There are many different ways of investigating medicine’s past. One, which has been practised with great success by Françoise Skoda, the honorand of this volume, and her pupils in Nice, Poitiers and, for many years, Paris, has been the careful teasing out of the meanings of the words used by professionals and lay alike to describe all aspects of medicine. Skoda’s 1988 book on the metaphors used by the ancient Greeks to describe the body in sickness and in health was a model investigation, extending with great subtlety and learning the older etymological investigations into the medical vocabulary. This close attention to the nuances of language has been a feature of what might be termed the French school (although the authors in this volume come also from Spain and Italy) and requires a greater exposure to ancient language and literature than can be gained from simple word searches with a computer, useful though these are.
The volume is divided into six sections, beginning with etymology: how words are formed when describing new plants or substances or even physical characteristics of particular individuals. A shorter section deals with metaphors: the lips of a wound and the thorax and its related words. The next two sections are both the longest and have perhaps the greatest relevance to historians of medicine. The first looks at the meaning and development of technical terms, from the Hippocratic Corpus through to Galen and some medical papyri. It considers medical instruments and philosophical terms as well as types of drugs, stressing also the fluidity of meaning even from a single author. Some of these words develop new senses within Galen’s medicine; others, like ‘soft’, require being put into a broad context if we wish to discover what an ancient doctor saw from the description that was given. Often, as in section IV, the problem of interpretation involves an author’s choice of terms: Galen’s words to describe different ages from childhood almost to the grave say much about his method of classification as well as his independence. Alternatively, two words for the same thing may be found in somewhat different contexts. Latin, for example, has two words for the palm of the hand: ‘palma’ and ‘vola’. The former is found very widely in a variety of authors, both secular and religious, whereas the latter is almost exclusively technical (and means also the sole of the foot).
The final sections move away from ancient medicine narrowly defined. Section V examines the use of medical words in non-medical contexts: in the plays of Aristophanes, in a Greek epigram, by the historian Polybius and in the retelling of the myth of Hercules and the Lernaean hydra. They show how far medical terms had penetrated into a wider vocabulary, a further example of the fluidity of the Greek medical world.
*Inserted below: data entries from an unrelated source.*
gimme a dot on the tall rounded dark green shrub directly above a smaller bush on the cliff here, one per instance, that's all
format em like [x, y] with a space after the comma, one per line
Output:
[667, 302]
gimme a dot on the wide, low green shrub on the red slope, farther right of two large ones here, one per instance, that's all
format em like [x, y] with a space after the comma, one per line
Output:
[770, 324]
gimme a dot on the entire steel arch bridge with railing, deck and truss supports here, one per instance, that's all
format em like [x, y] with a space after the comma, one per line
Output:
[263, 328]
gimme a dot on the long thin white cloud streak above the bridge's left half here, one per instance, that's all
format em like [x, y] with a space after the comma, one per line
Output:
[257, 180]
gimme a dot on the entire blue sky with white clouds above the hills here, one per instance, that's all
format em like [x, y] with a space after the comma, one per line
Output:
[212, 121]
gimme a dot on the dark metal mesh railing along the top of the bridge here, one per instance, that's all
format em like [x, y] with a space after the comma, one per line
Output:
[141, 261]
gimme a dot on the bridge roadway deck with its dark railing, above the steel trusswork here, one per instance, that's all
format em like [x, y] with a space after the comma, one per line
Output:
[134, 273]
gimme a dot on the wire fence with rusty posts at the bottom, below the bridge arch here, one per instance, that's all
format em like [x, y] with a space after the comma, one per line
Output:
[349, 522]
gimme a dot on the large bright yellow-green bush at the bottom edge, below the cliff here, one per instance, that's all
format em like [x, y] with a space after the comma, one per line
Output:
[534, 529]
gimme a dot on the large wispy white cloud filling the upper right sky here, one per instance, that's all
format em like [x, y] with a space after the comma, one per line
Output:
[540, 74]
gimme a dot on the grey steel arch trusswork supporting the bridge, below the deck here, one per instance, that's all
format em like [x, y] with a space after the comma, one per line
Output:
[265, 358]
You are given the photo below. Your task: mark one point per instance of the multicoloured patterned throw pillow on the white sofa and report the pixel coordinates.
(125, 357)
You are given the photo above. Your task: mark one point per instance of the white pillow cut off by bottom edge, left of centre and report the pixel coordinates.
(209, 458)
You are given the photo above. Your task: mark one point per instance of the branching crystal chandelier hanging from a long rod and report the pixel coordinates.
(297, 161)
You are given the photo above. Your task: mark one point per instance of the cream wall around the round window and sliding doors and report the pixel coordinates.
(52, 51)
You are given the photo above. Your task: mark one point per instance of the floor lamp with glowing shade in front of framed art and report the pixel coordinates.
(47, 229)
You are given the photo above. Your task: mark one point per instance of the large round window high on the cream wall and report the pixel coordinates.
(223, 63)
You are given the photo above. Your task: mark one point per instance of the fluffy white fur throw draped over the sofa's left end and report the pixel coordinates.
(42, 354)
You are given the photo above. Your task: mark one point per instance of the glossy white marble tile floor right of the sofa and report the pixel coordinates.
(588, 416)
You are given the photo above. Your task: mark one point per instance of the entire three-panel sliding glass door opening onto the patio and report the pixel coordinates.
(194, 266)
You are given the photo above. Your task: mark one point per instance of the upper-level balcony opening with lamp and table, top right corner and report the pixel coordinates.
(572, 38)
The last three essays extend the chronological scope of the volume, looking at the translation of terms from Greek into Arabic and medieval Latin, the words used to describe a pregnant woman in various European languages (with English the most prolific and, certainly compared with French, the sloppiest) and the adoption into French and English of medical adjectives ending in -iac/-iaque (eg., insomniac/-aque). Some of them, mostly rare and technical, have their origin in Latin (and often derive from the Greek), but others, such as paranoiac/-aque, have no direct classical source but developed in both languages at the end of the nineteenth century as part of an explosion of new ideas about the body and disease.
This is a volume of high, if at times austere, scholarship. Anyone interested in Greek and Latin will need to consult it and will derive much benefit from it. It is a worthy tribute to Skoda, showing not only the quality of the teaching she has imparted to many of the authors but also the affection that she has inspired in all those who have met her.